Where ω is the rate of change of θ over time.

It can be seen that the angle used for the motion platform 5 changes most linearly using 50 ° from 40 ° to 90 ° as shown in the drawing. When using 50 ° from 40 ° to 90 ° as above, the speed of the initial point and the speed of the last point change differently.

In addition, when using the crank angle of 65 ° to 115 ° as shown in Figures 11 and 12. When the crank angle is used at 65 ° to 115 °, the speed of the initial point and the speed of the last point coincide, and the speed at both poles of θ is the lowest, which reduces the mechanical impact when the speed changes. In the slide block, the choice of two methods is required to linearly change the angle of the crank according to the speed and to set the speed about 10% lower at the pole of θ as shown in the graph without linearization.

The present invention has an effect of providing a virtual game space more realistically because gamers implement the motion in three-dimensional space to match the game space in the screen and the space outside the screen.

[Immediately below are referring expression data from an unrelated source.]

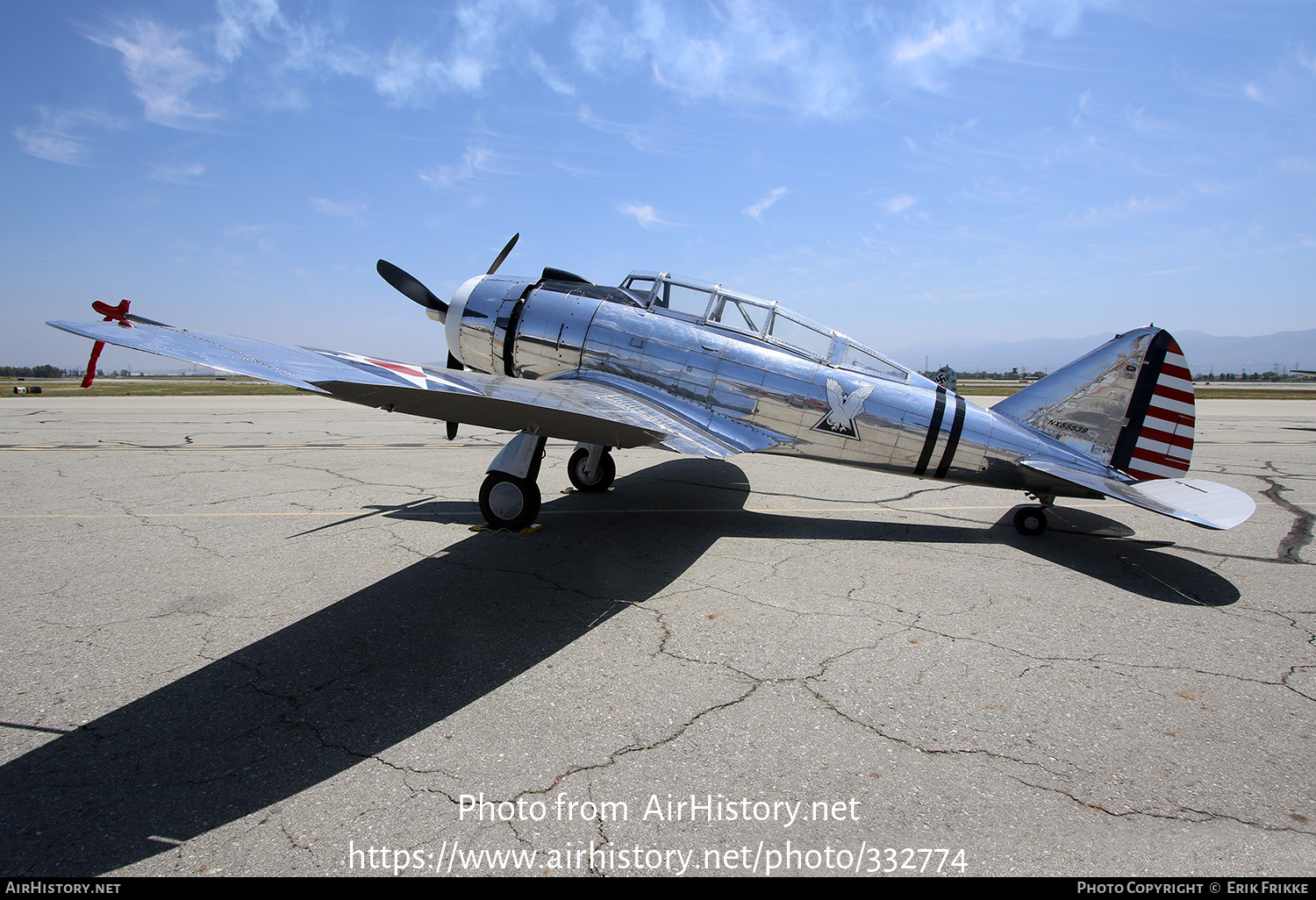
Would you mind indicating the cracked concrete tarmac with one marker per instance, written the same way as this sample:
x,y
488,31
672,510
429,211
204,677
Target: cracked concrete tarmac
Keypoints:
x,y
247,634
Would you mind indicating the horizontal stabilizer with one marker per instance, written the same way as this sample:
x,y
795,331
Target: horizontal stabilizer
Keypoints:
x,y
1190,499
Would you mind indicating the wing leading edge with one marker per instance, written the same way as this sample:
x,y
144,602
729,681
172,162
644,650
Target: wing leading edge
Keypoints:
x,y
571,410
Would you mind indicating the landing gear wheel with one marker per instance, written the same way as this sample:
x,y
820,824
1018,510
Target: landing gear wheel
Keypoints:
x,y
603,476
1031,520
510,502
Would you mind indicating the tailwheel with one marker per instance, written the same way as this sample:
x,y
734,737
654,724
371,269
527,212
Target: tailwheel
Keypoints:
x,y
603,474
510,502
1031,520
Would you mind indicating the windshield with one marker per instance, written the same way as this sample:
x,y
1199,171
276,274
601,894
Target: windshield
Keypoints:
x,y
760,318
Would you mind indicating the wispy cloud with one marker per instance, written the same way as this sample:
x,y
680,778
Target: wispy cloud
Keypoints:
x,y
737,52
176,173
163,71
645,215
550,78
476,160
755,211
349,210
639,137
61,136
957,32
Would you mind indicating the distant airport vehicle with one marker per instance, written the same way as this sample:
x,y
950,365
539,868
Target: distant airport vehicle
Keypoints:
x,y
697,368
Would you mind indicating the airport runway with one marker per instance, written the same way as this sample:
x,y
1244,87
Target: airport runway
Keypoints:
x,y
255,636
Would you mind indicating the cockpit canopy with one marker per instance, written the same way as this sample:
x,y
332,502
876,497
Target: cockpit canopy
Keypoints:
x,y
757,318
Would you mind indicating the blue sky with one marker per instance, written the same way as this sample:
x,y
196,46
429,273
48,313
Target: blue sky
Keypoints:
x,y
903,170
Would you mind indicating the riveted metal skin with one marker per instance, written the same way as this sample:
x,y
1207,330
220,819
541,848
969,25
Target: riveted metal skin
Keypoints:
x,y
699,370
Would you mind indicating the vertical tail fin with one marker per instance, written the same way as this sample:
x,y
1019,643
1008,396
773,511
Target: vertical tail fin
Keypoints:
x,y
1157,442
1128,403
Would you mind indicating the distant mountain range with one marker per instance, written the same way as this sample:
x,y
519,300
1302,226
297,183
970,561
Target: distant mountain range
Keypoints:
x,y
1205,353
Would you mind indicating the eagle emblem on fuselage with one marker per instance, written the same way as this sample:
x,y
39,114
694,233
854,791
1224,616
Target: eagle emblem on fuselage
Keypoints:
x,y
842,410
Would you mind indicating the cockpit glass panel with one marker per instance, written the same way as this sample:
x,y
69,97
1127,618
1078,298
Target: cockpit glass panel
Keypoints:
x,y
641,287
797,334
741,315
866,361
692,302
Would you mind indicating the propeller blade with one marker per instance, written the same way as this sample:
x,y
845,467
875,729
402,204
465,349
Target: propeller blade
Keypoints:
x,y
503,255
410,287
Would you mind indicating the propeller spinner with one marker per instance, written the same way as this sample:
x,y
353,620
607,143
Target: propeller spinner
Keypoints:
x,y
411,287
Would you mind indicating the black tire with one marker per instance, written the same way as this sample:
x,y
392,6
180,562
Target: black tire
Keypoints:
x,y
1029,520
510,502
602,478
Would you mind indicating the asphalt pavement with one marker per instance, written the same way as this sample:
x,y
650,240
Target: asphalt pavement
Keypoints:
x,y
257,636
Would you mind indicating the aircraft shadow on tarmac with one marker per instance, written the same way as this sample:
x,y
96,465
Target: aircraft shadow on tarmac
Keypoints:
x,y
379,666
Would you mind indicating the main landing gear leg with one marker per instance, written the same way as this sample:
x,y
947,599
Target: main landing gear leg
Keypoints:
x,y
591,468
1032,520
510,496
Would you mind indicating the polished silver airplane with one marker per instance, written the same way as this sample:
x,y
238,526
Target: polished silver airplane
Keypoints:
x,y
697,368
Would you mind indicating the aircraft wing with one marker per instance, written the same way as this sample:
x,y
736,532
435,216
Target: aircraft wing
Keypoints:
x,y
573,410
1192,500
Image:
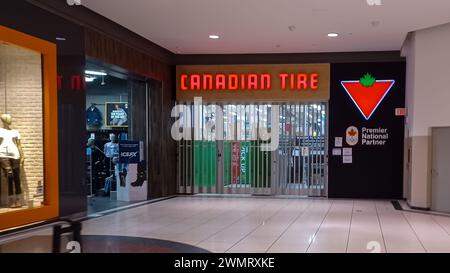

In addition, the X and Y space movement guider for two-dimensional planar space provides a three-dimensional three-dimensional space almost completely, thereby reducing the manufacturing process and time, and thereby reducing the economic cost. .

Claims (6)

A screen having a hemispherical shape having a predetermined size and a video image displayed on the exposed exposure surface; A main body fixing the screen to visually expose the image image; A motion platform for trajectory movement installed to face the screen fixed to the main body to seat the gamers and to follow the 3D space according to the video image; A space movement guider of an XY drive shaft having a semicircular shape and fixed to the main body to have an intersection point in the circumferential direction, and guiding the motion platform at the intersection point so as to be movable in three-dimensional space movement; And an XY driving motor for driving the motion platform by a predetermined rotation angle along the space moving guider. The method of claim 1; The main body has a 3D space-moving type, comprising a system controller having a video display for controlling the XY driving motor according to a command of a game engine and processing the video image as a video according to a predetermined scenario on the screen. Simulator. The method of claim 2; The video display is a 3D space mobile simulator, characterized in that the projector to produce a game screen by projecting the video image on the screen. The method of claim 1; The motion platform, A cockpit installed so that a gamer can sit to intensively stare at the screen; A control panel for controlling by a gamer so that a motion platform follows the video image; And a speaker installed at the head position of the cockpit to emit sound to the gamers. The method of claim 4; The cockpit is a 3D space mobile simulator, characterized in that it includes a vibration system for converting the sound into vibration. The method of claim 1; The Y driving motor is rotatably coupled to a rotation frame connected to the steering wheel to move the steering wheel and the cockpit with the Y-axis movement trajectory; 3D space mobile simulator, characterized in that the rotation guider is provided on both ends of the Y drive motor and the X drive motor.